Pat the chicken tenderloins dry and season both sides with salt and freshly ground black pepper.
Heat 1 tablespoon of the olive oil in a large skillet over medium-high heat until shimmering.
Add half of the chicken tenders to the skillet and cook 2–3 minutes per side, until golden brown and cooked through; transfer to a plate and cover loosely with foil.
Add the remaining 1 tablespoon olive oil to the skillet and cook the remaining chicken 2–3 minutes per side until done; transfer to the plate and cover.
Reduce heat to medium and melt 1 tablespoon butter in the now-empty skillet, then add the minced garlic and sauté about 15 seconds until fragrant.
Stir in the tablespoon of flour and cook 1 minute, stirring constantly to form a roux.

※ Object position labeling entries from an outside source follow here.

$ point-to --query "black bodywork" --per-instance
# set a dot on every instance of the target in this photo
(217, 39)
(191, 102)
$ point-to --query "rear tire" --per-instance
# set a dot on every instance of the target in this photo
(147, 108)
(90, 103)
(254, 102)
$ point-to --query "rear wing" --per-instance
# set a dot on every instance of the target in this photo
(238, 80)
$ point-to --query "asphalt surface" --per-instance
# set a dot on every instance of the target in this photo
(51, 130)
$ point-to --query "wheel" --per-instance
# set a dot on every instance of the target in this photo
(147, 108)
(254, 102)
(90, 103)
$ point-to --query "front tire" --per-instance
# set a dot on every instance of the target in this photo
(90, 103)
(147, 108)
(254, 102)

Slowly pour in the chicken broth, then add the orange juice and lemon juice while scraping up browned bits from the pan; stir constantly to combine.

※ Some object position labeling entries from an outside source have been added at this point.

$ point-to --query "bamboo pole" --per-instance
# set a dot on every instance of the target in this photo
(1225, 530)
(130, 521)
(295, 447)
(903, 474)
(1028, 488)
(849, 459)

Bring the sauce to a simmer and cook about 3 minutes, stirring frequently, until it reduces and slightly thickens.
Remove the pan from the heat and stir in the remaining 2 tablespoons butter, orange zest, and lemon zest until the butter melts and the sauce is glossy.
Return the cooked chicken to the skillet and toss to coat in the citrus sauce; sprinkle with chopped parsley and serve immediately.